CONFLANS-SAINTE-HONORINE, Yvelines (AP) — Laurent Fabius a proposé mercredi l’instauration d’un principe "délocalisateur-payeur" pour pénaliser les entreprises qui partent s’installer à l’étranger. "Il y avait un principe pollueur-payeur. Il faut introduire un principe délocalisateur-payeur", a déclaré le candidat à la candidature socialiste lors d’un déplacement à Conflans-Sainte-Honorine (Yvelines).
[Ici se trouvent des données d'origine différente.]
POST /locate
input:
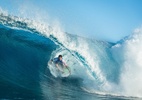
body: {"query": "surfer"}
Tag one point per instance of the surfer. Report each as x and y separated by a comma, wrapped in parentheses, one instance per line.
(59, 60)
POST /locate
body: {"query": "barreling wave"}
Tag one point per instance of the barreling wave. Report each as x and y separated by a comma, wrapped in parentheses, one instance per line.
(27, 46)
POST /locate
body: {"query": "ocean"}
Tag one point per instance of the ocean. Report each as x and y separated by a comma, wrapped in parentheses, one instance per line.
(100, 70)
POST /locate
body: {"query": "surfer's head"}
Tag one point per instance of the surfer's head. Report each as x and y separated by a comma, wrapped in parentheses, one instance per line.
(60, 57)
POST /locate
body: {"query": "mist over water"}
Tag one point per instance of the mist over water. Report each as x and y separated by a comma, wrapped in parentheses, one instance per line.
(98, 67)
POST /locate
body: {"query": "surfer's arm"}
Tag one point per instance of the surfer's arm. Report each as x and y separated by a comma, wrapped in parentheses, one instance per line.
(58, 68)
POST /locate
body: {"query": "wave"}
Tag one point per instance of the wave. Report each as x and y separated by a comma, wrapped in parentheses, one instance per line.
(27, 46)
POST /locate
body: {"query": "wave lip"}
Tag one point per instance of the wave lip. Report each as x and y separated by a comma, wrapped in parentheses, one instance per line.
(102, 66)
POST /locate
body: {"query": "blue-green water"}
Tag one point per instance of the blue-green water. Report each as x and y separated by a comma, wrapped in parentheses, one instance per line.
(24, 73)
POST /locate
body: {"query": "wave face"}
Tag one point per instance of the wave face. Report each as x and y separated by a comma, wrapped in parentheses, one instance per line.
(97, 67)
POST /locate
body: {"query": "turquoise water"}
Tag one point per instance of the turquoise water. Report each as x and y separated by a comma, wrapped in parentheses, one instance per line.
(24, 74)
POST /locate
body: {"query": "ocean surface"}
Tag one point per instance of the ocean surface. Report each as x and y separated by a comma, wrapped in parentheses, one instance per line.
(100, 70)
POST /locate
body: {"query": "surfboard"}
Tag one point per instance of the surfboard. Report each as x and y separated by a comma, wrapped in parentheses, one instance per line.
(56, 72)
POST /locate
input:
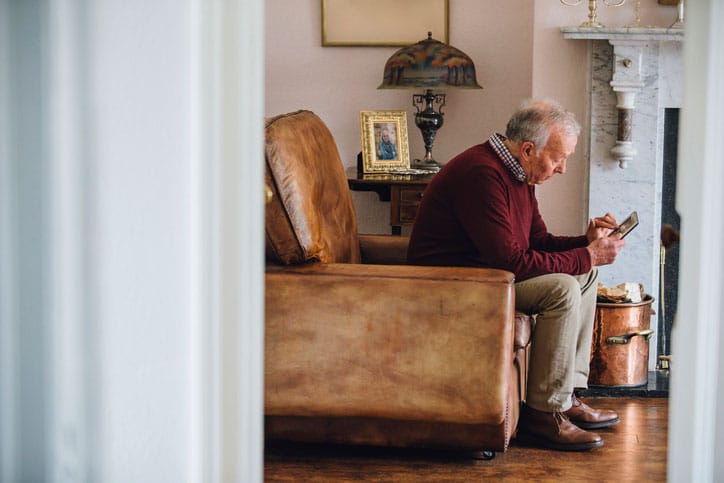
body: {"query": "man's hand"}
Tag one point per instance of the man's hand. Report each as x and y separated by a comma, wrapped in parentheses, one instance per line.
(604, 250)
(600, 227)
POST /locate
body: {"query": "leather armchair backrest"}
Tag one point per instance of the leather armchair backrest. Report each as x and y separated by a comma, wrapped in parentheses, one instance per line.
(311, 216)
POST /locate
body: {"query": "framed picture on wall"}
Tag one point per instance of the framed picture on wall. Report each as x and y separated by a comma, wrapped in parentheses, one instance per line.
(383, 22)
(385, 147)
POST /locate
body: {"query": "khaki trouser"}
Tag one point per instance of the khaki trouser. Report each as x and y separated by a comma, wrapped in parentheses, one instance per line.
(561, 342)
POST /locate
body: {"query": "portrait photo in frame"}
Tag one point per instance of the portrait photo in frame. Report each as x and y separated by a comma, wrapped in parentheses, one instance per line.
(385, 147)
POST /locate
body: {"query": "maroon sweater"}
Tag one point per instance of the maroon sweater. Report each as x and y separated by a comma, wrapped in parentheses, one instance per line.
(475, 213)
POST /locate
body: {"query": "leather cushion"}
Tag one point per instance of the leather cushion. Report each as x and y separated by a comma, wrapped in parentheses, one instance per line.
(311, 216)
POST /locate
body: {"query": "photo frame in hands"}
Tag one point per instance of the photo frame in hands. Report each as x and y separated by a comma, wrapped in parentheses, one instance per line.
(385, 147)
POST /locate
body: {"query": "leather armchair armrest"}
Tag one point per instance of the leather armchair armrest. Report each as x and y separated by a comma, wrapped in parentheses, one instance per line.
(384, 249)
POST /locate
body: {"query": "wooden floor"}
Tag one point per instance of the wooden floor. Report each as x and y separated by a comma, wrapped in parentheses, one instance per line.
(634, 450)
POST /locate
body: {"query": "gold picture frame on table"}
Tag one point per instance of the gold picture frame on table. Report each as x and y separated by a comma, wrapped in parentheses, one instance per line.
(383, 22)
(385, 147)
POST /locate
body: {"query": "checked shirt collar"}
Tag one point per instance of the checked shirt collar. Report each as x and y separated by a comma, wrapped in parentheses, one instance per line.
(496, 141)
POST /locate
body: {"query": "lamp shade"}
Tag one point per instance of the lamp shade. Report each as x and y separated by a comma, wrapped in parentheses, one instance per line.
(429, 64)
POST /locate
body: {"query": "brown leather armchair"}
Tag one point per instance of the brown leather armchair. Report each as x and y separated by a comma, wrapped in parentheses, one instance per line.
(362, 349)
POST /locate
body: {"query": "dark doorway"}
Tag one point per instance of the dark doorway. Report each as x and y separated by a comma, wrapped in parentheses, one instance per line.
(669, 274)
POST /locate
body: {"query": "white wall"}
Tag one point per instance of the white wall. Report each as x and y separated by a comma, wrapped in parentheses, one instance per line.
(131, 248)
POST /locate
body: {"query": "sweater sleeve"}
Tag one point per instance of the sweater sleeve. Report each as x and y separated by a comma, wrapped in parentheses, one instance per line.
(541, 239)
(486, 208)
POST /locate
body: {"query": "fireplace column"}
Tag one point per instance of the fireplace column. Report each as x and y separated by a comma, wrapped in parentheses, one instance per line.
(634, 75)
(626, 83)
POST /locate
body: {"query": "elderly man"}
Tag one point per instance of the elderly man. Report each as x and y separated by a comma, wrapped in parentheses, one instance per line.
(480, 210)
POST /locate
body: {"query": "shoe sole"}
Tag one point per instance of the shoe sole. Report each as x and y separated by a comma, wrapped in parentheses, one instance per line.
(599, 425)
(535, 440)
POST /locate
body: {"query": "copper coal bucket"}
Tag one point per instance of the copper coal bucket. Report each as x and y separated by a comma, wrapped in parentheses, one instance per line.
(620, 346)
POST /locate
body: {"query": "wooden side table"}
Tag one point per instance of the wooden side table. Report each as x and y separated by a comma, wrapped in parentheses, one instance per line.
(403, 191)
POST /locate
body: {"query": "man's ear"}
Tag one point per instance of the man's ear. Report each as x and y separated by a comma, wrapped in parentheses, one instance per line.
(527, 148)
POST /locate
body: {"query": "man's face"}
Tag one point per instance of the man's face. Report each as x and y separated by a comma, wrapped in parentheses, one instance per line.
(551, 159)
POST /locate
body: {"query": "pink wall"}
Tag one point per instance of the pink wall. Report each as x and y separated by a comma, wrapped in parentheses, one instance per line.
(518, 52)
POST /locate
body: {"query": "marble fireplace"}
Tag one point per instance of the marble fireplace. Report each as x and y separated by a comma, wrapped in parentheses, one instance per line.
(635, 79)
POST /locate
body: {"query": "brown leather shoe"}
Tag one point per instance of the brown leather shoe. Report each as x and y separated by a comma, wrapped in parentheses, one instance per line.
(584, 416)
(555, 431)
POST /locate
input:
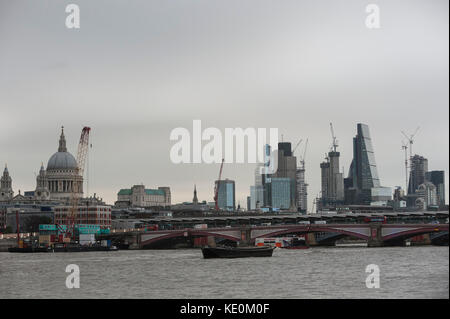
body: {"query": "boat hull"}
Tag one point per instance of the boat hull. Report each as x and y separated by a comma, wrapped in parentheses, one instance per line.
(236, 252)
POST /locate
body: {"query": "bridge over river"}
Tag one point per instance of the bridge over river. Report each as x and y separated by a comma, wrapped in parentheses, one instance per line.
(376, 234)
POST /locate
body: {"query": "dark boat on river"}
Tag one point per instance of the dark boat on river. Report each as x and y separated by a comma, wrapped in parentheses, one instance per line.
(237, 252)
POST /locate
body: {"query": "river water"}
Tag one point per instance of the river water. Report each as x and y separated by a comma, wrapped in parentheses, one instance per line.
(333, 272)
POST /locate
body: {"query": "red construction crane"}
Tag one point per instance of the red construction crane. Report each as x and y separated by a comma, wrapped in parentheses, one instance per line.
(83, 146)
(216, 187)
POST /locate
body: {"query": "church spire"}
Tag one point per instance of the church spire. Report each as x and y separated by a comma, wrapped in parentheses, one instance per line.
(195, 199)
(62, 141)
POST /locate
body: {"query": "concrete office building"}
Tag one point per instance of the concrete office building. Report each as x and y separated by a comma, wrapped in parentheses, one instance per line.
(139, 196)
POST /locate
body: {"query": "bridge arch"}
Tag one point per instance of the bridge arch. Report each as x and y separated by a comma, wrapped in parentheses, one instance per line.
(358, 233)
(154, 237)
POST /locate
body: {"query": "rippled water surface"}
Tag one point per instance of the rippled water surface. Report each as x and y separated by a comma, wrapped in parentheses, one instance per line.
(406, 272)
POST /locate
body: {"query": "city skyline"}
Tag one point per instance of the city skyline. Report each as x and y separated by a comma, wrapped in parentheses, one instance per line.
(165, 67)
(175, 201)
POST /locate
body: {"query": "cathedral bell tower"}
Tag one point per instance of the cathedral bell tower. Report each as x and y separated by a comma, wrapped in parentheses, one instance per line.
(6, 192)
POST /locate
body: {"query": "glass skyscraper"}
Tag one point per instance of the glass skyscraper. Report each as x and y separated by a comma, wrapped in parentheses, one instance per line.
(363, 181)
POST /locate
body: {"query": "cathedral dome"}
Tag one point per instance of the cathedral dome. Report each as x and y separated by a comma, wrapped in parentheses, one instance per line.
(62, 160)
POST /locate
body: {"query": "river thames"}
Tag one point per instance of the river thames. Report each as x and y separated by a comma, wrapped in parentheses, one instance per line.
(338, 272)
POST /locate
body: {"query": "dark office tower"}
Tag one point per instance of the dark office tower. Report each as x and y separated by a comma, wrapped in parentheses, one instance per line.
(226, 195)
(285, 147)
(325, 173)
(418, 168)
(363, 173)
(438, 180)
(287, 168)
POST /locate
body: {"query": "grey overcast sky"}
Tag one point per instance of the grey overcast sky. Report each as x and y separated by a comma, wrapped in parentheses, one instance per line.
(137, 69)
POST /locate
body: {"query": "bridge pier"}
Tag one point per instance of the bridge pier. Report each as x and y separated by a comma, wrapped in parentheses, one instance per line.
(375, 238)
(246, 237)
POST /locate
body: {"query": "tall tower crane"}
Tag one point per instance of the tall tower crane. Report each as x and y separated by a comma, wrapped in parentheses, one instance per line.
(293, 150)
(302, 160)
(405, 148)
(216, 187)
(83, 146)
(335, 143)
(411, 140)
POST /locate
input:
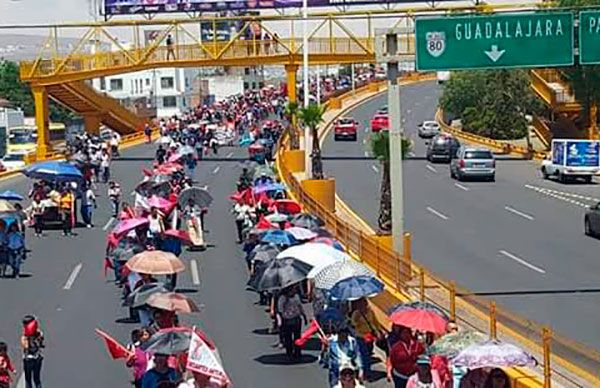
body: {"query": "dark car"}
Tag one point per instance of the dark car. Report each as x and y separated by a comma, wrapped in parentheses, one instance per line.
(591, 221)
(442, 148)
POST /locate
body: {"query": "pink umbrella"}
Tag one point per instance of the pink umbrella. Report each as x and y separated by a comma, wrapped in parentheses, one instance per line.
(161, 204)
(125, 226)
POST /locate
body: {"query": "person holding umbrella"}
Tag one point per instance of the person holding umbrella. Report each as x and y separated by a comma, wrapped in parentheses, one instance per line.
(290, 307)
(161, 373)
(401, 363)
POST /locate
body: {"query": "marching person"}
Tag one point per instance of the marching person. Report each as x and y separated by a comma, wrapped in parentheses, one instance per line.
(32, 343)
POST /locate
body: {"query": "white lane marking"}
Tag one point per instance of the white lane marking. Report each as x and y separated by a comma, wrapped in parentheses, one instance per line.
(521, 214)
(73, 276)
(522, 262)
(435, 212)
(430, 168)
(195, 274)
(109, 223)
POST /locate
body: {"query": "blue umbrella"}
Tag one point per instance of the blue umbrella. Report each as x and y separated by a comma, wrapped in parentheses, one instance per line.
(356, 287)
(54, 171)
(269, 187)
(278, 237)
(10, 195)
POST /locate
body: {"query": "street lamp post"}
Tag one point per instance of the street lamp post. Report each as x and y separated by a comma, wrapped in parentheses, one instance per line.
(387, 51)
(306, 88)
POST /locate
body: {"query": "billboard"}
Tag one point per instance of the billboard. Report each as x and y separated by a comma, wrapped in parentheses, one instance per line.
(124, 7)
(582, 154)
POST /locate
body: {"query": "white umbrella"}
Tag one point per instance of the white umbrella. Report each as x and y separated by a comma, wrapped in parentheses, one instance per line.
(302, 233)
(327, 277)
(164, 140)
(317, 255)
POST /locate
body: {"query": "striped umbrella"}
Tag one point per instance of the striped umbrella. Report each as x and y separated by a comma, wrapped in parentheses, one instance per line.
(335, 272)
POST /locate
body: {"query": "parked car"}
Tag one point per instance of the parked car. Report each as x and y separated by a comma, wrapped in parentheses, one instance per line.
(428, 129)
(473, 162)
(591, 220)
(442, 148)
(345, 128)
(380, 122)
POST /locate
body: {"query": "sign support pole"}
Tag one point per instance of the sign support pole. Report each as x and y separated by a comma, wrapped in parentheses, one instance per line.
(395, 132)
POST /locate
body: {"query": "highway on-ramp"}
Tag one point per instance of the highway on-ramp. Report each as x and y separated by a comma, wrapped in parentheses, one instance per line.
(66, 289)
(520, 233)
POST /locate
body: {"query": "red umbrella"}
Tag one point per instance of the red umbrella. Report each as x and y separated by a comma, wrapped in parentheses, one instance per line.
(179, 234)
(287, 206)
(264, 224)
(420, 319)
(161, 204)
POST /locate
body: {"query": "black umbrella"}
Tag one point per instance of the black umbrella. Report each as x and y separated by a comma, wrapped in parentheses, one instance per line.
(264, 253)
(201, 197)
(307, 221)
(279, 273)
(139, 297)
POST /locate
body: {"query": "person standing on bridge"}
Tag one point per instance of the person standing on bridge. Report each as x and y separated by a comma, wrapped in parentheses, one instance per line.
(170, 49)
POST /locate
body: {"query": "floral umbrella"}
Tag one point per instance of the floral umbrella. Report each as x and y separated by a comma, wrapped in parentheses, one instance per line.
(451, 345)
(493, 353)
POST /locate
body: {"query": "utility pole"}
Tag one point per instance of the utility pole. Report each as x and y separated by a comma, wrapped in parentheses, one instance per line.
(391, 56)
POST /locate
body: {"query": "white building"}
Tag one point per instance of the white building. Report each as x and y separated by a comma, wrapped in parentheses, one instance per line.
(168, 90)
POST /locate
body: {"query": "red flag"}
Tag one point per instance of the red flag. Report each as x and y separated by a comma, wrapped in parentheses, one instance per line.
(115, 349)
(308, 333)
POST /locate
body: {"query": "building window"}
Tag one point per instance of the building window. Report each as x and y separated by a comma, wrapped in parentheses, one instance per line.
(167, 82)
(170, 102)
(116, 84)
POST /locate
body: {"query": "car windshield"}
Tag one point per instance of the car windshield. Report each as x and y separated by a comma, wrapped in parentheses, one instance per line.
(478, 155)
(13, 158)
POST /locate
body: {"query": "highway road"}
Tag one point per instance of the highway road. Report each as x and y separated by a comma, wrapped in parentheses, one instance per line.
(519, 233)
(67, 290)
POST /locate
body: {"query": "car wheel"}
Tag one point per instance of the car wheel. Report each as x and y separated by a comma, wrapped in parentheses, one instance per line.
(587, 228)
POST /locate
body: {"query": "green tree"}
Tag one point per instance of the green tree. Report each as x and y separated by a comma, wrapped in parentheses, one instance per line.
(291, 112)
(380, 148)
(19, 94)
(311, 117)
(492, 103)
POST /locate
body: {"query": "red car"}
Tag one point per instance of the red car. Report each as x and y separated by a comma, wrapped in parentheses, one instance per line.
(380, 121)
(345, 128)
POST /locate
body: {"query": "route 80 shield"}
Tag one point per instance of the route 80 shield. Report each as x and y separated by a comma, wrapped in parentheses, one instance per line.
(436, 43)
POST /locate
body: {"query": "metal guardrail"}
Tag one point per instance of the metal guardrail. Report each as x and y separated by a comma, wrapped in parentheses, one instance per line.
(571, 361)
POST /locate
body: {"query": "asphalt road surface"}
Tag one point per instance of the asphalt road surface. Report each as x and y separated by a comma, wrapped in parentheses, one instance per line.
(519, 233)
(66, 289)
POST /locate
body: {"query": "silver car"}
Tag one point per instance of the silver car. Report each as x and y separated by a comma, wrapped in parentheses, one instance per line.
(472, 162)
(428, 129)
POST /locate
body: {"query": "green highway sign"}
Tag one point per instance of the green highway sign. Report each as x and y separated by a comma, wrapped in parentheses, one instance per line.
(589, 37)
(494, 41)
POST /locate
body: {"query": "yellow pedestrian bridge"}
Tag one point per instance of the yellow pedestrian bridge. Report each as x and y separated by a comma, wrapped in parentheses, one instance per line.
(333, 39)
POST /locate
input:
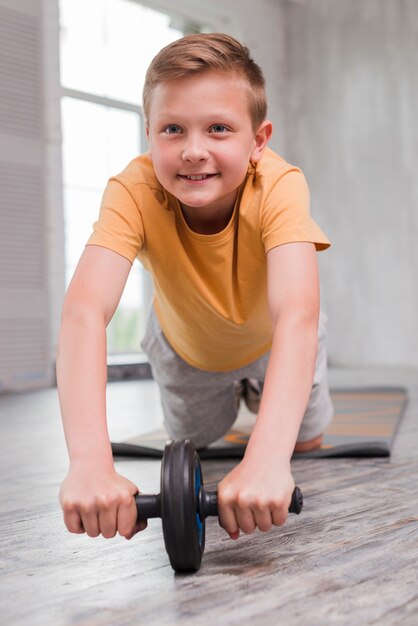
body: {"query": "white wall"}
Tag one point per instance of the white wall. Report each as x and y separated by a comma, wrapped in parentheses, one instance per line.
(30, 207)
(352, 124)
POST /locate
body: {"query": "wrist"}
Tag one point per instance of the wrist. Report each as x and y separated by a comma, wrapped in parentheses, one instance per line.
(92, 456)
(270, 451)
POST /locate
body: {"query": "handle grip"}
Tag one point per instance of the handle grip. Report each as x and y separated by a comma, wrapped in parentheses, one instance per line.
(207, 503)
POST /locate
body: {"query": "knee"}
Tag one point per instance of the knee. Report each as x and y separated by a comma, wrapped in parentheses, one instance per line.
(311, 444)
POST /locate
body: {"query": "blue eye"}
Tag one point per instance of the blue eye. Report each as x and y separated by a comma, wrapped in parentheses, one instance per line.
(172, 129)
(219, 128)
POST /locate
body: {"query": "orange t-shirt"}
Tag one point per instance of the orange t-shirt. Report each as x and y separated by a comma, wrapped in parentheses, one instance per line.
(210, 290)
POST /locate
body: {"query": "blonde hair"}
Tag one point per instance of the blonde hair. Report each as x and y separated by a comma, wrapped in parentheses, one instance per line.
(194, 54)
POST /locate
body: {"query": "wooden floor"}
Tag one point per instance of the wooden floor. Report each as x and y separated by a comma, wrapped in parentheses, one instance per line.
(350, 558)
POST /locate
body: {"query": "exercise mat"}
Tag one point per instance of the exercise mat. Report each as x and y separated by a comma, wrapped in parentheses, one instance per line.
(364, 425)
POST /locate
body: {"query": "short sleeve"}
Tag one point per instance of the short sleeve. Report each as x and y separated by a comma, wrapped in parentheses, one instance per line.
(119, 227)
(285, 215)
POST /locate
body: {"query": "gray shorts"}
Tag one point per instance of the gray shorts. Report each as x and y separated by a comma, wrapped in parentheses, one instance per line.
(202, 405)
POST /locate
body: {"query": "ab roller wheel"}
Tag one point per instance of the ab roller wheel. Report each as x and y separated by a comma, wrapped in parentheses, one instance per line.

Fidèle à sa ligne "clairement à gauche", Laurent Fabius a préconisé la mise en place d’un "dispositif d’alerte" qui permettrait "en cas de délocalisation visible ou invisible de saisir un médiateur qui étudierait avec la direction de l’entreprise, les syndicats, des solutions alternatives".
L’ancien Premier ministre a suggéré par ailleurs que la loi prévoie un maintien de taxe professionnelle des entreprises qui délocalisent "pendant deux ou trois ans" pour aider les collectivités locales. Il a aussi proposé que la charge du reclassement des salariés victimes des délocalisations incombe aux entreprises par le biais de la Sécurité sociale professionnelle qui figure dans le projet du PS.
Laurent Fabius a proposé la mise en place au niveau européen d’une "fourchette" pour limiter les écarts d’impôt sur les sociétés entre les différents pays, ainsi qu’une "réforme politique de change de l’euro". "L’euro est trop cher, ce qui a des conséquences très importantes sur le mouvement de délocalisation", a déploré l’ancien ministre de l’Economie, en citant l’exemple d’Airbus.
Lors de ce point presse à la mairie de Conflans, où il était venu pour tenir une réunion sur le thème de la sécurité, M. Fabius a refusé de commenter les propositions de Ségolène Royal sur l’Europe, faites en début d’après-midi lors d’une conférence de presse. "Je n’ai pas étudié ce texte", a-t-il répondu lorsqu’il a été interrogé sur les déclarations de la favorite des sondages sur l’entrée de la Turquie dans l’Union européenne. Ségolène Royal a déclaré que son opinion sur ce sujet "est celle des Français".
L’ancien Premier ministre n’en a pas moins adressé quelques piques à sa rivale, en ironisant notamment sur ses exigences pour les débats télévisés qui opposeront à partir de mardi prochain les trois candidats socialistes. "Il ne faut pas que ce soit la télé avant l’ORTF", a-t-il raillé.
Le député de Seine-Maritime a aussi critiqué les propositions de sa rivale sur la lutte contre l’insécurité, accusant Mme Royal de "courir" derrière Nicolas Sarkozy. "Nous ne devons pas courir après de fausses solutions qui ont montré leur inefficacité", a-t-il dit.
"Candidat du projet socialiste", Laurent Fabius a insisté sur la nécessité de concilier "prévention, action et sanction". Il a proposé la création d’un conseil national de sécurité intérieure présidé par le Premier ministre, et décliné au niveau local par des "conseils départementaux de sécurité".